Michael Guidry, University of Hawaii at Manoa
Tiffany Tsang, University of Hawaii at Hilo
For many students in Hawai'i, higher education begins in the University of Hawaii's Community Colleges (UHCC) with these students eventually transferring to a four-year university after receiving an Associate's degree. The UH System is comprised of seven CCs and three four-year institutions on four separate islands and about a quarter of all enrolled students are Native Hawaiian.
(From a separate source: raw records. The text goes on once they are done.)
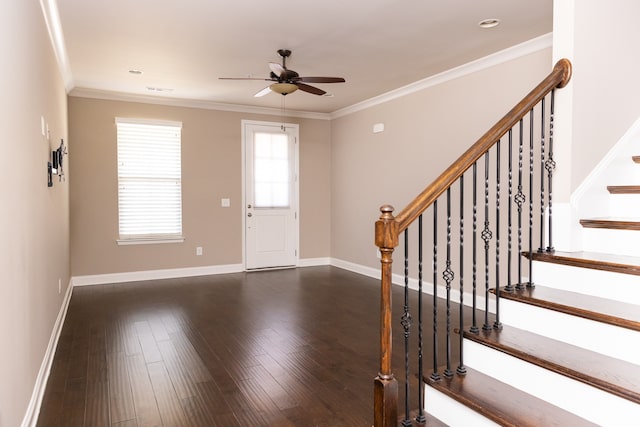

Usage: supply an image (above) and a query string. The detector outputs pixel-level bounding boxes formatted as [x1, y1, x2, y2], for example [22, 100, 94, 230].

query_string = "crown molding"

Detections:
[40, 0, 73, 93]
[69, 87, 331, 120]
[330, 33, 553, 120]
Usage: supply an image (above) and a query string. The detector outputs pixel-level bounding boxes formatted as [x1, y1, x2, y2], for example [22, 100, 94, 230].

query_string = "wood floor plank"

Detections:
[107, 353, 136, 424]
[126, 354, 162, 427]
[38, 266, 444, 427]
[147, 362, 189, 426]
[60, 378, 87, 427]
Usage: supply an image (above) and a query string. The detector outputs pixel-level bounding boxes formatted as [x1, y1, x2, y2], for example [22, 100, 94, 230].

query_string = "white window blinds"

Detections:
[116, 118, 182, 241]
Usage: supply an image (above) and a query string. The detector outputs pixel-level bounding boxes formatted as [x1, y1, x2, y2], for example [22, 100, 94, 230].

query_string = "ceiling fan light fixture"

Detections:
[478, 18, 500, 28]
[269, 83, 298, 95]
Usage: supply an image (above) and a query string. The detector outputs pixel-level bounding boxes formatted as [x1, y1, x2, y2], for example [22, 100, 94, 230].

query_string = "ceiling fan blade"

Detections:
[294, 82, 327, 95]
[296, 77, 345, 83]
[253, 86, 271, 98]
[269, 62, 287, 77]
[218, 77, 271, 81]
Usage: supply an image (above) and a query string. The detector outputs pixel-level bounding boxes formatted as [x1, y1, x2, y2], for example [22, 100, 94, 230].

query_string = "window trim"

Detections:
[115, 117, 185, 246]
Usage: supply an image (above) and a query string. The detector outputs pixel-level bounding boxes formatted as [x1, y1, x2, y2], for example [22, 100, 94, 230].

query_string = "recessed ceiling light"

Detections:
[147, 86, 173, 92]
[478, 18, 500, 28]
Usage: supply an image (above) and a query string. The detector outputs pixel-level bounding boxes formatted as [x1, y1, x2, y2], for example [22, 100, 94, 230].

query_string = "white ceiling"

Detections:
[57, 0, 552, 113]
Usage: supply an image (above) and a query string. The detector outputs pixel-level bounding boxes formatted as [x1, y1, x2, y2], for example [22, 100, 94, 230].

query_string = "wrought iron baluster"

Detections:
[456, 175, 467, 375]
[442, 187, 454, 378]
[515, 119, 526, 290]
[538, 98, 545, 252]
[431, 200, 441, 381]
[505, 128, 513, 292]
[400, 234, 413, 427]
[481, 151, 493, 331]
[545, 89, 556, 252]
[493, 140, 502, 329]
[416, 215, 426, 424]
[469, 162, 479, 334]
[527, 108, 533, 287]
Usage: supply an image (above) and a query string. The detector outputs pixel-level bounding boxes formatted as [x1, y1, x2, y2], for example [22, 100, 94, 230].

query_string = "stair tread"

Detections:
[492, 285, 640, 332]
[607, 185, 640, 194]
[524, 251, 640, 275]
[426, 367, 596, 427]
[464, 326, 640, 404]
[580, 217, 640, 230]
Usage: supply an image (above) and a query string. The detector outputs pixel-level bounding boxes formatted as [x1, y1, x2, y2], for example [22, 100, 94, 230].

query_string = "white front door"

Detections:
[242, 121, 298, 270]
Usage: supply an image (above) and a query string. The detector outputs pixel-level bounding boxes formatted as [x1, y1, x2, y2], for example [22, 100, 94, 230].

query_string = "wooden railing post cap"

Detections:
[380, 205, 395, 220]
[554, 58, 573, 89]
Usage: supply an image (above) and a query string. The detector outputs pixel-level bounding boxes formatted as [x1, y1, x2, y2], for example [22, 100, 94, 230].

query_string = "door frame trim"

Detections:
[240, 119, 300, 271]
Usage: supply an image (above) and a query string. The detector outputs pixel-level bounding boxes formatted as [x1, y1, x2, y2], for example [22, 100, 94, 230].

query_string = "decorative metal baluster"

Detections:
[400, 234, 413, 427]
[481, 151, 493, 331]
[493, 140, 502, 329]
[416, 215, 427, 424]
[505, 128, 513, 292]
[431, 200, 441, 381]
[545, 89, 556, 252]
[527, 109, 533, 287]
[538, 98, 545, 252]
[442, 187, 454, 378]
[469, 162, 480, 334]
[456, 175, 467, 375]
[515, 119, 527, 290]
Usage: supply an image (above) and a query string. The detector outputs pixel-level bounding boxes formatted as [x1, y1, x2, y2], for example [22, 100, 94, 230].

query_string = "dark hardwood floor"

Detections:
[38, 266, 456, 427]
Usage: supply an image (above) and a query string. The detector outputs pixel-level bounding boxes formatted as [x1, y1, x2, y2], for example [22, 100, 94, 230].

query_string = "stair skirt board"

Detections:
[500, 298, 640, 365]
[460, 340, 640, 427]
[533, 261, 640, 309]
[424, 385, 499, 427]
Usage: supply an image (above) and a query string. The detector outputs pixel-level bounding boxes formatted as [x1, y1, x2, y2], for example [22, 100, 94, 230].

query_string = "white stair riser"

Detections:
[424, 386, 498, 427]
[609, 196, 640, 217]
[500, 298, 640, 366]
[533, 261, 640, 310]
[582, 228, 640, 256]
[464, 340, 640, 427]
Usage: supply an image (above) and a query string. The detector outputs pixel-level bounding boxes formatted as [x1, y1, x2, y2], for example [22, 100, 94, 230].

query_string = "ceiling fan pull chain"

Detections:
[280, 96, 286, 132]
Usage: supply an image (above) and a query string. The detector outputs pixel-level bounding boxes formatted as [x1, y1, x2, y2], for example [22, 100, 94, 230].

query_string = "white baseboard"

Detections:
[71, 264, 244, 286]
[21, 281, 73, 427]
[298, 257, 331, 267]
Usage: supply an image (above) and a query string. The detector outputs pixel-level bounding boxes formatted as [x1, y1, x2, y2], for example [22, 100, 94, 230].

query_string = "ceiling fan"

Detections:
[220, 49, 345, 97]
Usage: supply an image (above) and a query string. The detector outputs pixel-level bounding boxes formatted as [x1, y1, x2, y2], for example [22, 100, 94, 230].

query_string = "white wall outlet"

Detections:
[373, 123, 384, 133]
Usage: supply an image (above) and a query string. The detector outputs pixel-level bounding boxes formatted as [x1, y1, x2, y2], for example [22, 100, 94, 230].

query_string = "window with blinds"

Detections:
[116, 118, 183, 244]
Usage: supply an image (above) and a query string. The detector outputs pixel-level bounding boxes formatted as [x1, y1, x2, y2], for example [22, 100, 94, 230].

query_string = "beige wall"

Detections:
[0, 1, 72, 427]
[331, 49, 552, 268]
[69, 97, 331, 276]
[560, 0, 640, 191]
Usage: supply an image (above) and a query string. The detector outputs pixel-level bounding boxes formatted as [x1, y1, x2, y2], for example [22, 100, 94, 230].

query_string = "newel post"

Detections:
[373, 205, 398, 427]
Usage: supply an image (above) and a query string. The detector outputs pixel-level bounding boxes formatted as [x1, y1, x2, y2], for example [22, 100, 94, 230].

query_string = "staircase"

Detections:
[425, 156, 640, 427]
[374, 60, 640, 427]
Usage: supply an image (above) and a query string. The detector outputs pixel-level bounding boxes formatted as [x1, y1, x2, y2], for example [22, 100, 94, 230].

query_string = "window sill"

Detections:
[116, 236, 184, 246]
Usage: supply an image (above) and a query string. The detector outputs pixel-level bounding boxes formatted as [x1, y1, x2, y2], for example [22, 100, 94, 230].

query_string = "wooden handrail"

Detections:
[395, 59, 571, 233]
[374, 59, 571, 427]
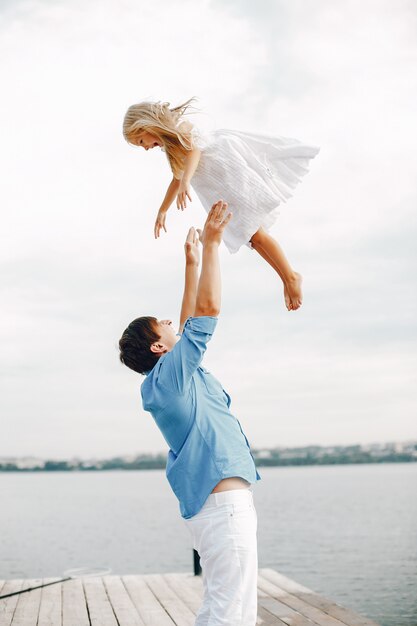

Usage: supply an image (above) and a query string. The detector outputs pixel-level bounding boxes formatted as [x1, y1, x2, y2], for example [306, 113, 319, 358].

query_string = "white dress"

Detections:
[191, 127, 320, 253]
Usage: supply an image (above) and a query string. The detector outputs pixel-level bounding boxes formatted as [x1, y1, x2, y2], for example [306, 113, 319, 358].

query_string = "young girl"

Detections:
[123, 99, 319, 311]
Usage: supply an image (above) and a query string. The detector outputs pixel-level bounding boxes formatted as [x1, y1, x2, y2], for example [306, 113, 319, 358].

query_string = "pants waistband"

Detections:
[203, 487, 253, 509]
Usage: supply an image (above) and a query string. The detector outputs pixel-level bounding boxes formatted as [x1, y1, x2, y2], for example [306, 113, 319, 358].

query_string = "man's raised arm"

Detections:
[194, 200, 232, 317]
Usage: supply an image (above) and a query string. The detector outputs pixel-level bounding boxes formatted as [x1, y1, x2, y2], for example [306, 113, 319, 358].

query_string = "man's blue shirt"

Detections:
[141, 317, 260, 519]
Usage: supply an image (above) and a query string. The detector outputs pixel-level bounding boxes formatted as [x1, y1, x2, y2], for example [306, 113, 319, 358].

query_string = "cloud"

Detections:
[0, 0, 417, 456]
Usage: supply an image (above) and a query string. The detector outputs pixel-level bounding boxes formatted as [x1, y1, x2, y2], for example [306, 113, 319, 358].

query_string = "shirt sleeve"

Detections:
[154, 316, 217, 393]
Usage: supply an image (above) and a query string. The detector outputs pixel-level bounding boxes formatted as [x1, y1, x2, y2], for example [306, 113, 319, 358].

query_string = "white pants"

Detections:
[184, 489, 258, 626]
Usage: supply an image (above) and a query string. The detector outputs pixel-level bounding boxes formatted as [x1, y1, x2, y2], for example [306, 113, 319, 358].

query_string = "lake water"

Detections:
[0, 464, 417, 626]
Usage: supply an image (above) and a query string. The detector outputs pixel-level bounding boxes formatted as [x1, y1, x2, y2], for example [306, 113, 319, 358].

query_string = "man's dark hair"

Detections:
[119, 317, 161, 374]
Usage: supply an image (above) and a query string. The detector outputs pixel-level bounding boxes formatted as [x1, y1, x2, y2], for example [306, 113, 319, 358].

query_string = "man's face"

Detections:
[155, 320, 179, 352]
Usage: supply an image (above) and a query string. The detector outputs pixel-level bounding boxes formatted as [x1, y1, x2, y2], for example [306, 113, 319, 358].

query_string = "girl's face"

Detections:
[137, 130, 162, 150]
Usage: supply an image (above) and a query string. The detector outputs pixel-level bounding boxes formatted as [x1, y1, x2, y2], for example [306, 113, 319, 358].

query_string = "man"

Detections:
[119, 201, 260, 626]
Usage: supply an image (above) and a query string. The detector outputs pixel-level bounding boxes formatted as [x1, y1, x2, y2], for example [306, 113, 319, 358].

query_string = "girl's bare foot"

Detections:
[284, 284, 292, 311]
[284, 272, 303, 311]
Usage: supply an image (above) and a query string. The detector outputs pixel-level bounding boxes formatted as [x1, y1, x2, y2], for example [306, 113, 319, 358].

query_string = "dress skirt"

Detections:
[191, 129, 320, 253]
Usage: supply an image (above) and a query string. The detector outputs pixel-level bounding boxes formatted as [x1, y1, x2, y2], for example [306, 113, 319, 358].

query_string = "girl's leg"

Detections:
[251, 228, 303, 311]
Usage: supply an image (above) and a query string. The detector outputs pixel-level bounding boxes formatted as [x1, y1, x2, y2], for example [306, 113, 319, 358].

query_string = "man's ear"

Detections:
[151, 341, 167, 354]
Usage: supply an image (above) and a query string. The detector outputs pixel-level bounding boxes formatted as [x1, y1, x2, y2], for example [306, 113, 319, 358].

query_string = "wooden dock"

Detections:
[0, 569, 378, 626]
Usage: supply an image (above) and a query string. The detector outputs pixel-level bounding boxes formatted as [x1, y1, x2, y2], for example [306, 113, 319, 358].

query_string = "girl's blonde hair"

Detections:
[123, 98, 195, 178]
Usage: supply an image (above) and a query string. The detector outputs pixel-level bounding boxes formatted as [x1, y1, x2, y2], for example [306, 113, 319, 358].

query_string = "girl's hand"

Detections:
[184, 226, 201, 267]
[177, 179, 193, 211]
[153, 211, 167, 239]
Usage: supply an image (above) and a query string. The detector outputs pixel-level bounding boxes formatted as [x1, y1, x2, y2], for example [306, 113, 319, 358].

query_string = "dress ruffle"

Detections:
[191, 129, 320, 253]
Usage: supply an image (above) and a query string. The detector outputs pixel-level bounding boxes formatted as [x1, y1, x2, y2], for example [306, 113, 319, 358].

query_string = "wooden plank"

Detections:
[103, 576, 145, 626]
[122, 576, 175, 626]
[11, 578, 42, 626]
[259, 568, 379, 626]
[37, 578, 61, 626]
[258, 574, 343, 626]
[163, 574, 203, 615]
[164, 574, 287, 626]
[0, 580, 24, 626]
[62, 580, 90, 626]
[258, 597, 314, 626]
[82, 577, 118, 626]
[144, 574, 195, 626]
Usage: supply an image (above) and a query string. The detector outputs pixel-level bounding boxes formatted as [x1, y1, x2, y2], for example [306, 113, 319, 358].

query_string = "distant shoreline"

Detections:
[0, 454, 417, 473]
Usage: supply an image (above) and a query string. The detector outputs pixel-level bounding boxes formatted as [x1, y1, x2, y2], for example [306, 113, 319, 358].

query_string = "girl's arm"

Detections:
[154, 178, 181, 239]
[177, 148, 201, 210]
[179, 228, 201, 333]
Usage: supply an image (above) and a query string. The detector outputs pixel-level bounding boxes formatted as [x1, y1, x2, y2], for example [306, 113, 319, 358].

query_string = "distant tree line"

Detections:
[0, 444, 417, 472]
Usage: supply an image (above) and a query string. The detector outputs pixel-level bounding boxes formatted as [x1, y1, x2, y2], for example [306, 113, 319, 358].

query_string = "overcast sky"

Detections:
[0, 0, 417, 457]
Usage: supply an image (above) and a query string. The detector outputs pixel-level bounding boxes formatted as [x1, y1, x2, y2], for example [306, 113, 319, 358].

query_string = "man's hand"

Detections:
[200, 200, 232, 246]
[184, 226, 201, 267]
[153, 211, 167, 239]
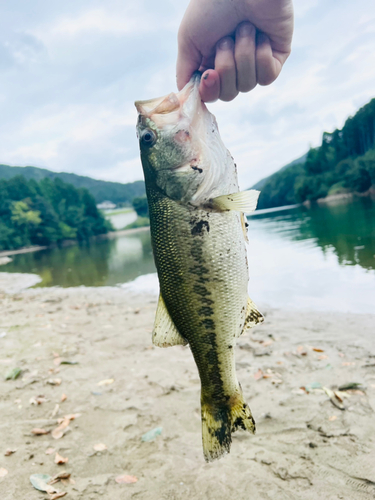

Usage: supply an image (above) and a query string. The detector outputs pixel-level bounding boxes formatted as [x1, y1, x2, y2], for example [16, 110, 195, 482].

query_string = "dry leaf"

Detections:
[51, 404, 60, 418]
[49, 491, 68, 500]
[30, 474, 57, 495]
[48, 470, 70, 484]
[55, 452, 69, 465]
[115, 475, 138, 484]
[52, 413, 81, 439]
[94, 443, 107, 451]
[52, 419, 70, 439]
[31, 428, 50, 436]
[4, 448, 17, 457]
[261, 340, 273, 347]
[29, 396, 47, 405]
[0, 467, 8, 477]
[64, 413, 82, 420]
[47, 378, 62, 385]
[98, 378, 115, 386]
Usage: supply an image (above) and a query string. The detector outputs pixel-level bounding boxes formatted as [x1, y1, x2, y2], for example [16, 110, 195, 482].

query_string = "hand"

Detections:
[177, 0, 293, 102]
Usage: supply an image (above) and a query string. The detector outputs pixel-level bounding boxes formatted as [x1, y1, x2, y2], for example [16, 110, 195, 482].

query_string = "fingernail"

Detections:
[257, 33, 268, 45]
[219, 38, 233, 50]
[239, 23, 254, 37]
[202, 72, 215, 87]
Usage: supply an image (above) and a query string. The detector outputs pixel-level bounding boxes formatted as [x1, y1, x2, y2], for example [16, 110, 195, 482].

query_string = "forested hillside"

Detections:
[0, 165, 145, 205]
[0, 175, 111, 250]
[254, 99, 375, 208]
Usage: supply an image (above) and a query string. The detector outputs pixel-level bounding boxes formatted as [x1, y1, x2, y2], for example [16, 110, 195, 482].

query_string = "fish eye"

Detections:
[141, 128, 157, 147]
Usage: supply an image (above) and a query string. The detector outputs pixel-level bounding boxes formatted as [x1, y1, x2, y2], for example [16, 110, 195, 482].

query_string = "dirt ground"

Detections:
[0, 287, 375, 500]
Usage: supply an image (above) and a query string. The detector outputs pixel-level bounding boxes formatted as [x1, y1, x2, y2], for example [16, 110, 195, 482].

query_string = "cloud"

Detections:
[0, 0, 375, 187]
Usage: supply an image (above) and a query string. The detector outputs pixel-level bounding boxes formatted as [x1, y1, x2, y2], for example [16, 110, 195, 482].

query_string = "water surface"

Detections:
[1, 198, 375, 313]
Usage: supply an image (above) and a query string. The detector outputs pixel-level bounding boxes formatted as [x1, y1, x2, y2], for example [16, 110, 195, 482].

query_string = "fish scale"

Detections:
[136, 76, 263, 461]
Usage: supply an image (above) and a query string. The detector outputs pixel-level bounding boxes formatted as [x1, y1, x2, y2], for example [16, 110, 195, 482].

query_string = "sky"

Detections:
[0, 0, 375, 188]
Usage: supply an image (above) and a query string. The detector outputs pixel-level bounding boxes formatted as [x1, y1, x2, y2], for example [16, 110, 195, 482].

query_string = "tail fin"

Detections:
[201, 394, 255, 462]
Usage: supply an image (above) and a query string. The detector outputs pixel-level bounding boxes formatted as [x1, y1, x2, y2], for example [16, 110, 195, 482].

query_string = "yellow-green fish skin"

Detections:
[136, 75, 262, 461]
[147, 187, 255, 460]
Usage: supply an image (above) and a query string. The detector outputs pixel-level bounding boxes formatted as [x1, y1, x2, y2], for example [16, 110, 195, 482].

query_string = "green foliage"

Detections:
[254, 99, 375, 208]
[0, 165, 145, 206]
[0, 176, 112, 250]
[133, 196, 148, 217]
[125, 217, 150, 229]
At the system's flagship campus, the University of Hawaii at Manoa (UHM), the undergraduate environmental and geoscience programs [Atmospheric Sciences, Geology and Geophysics, and Global Environmental Science - (GES)] are within the School of Ocean and Earth Science and Technology (SOEST). GES is the only UHM undergraduate major that has an undergraduate research thesis as a degree requirement, which adds to an already demanding curriculum (e.g., four semesters of calculus). By analyzing 2009 to 2016 GES programmatic data, it was determined that additional support is needed for the following: (1) retaining students in their first year of the GES program; (2) a geoscience pathway from the local UHCCs to UHM; (3) a process to increase recruitment, retention, and graduation rates of geoscience majors in general and Native Hawaiians in particular; and (4) getting students into undergraduate research as quickly as possible. A five-year, multi-institutional NSF TCUP-PAGE grant was secured to aid addressing the aforementioned issues. We will present initial results from an ongoing multifaceted approach to institute the following: curricular changes; geoscience pathways from UHCCs to UHM; summer geoscience research program; an early-alert, student performance monitoring system and dashboard; and a new program to facilitate student placement in faculty-mentored research efforts. Through this work, we intend to continue to track student advancement through GES to ensure efficient and effective progress, consider UHM-wide adoption of the early-alert system, and monitor how quickly students engage in research upon arrival at UHM.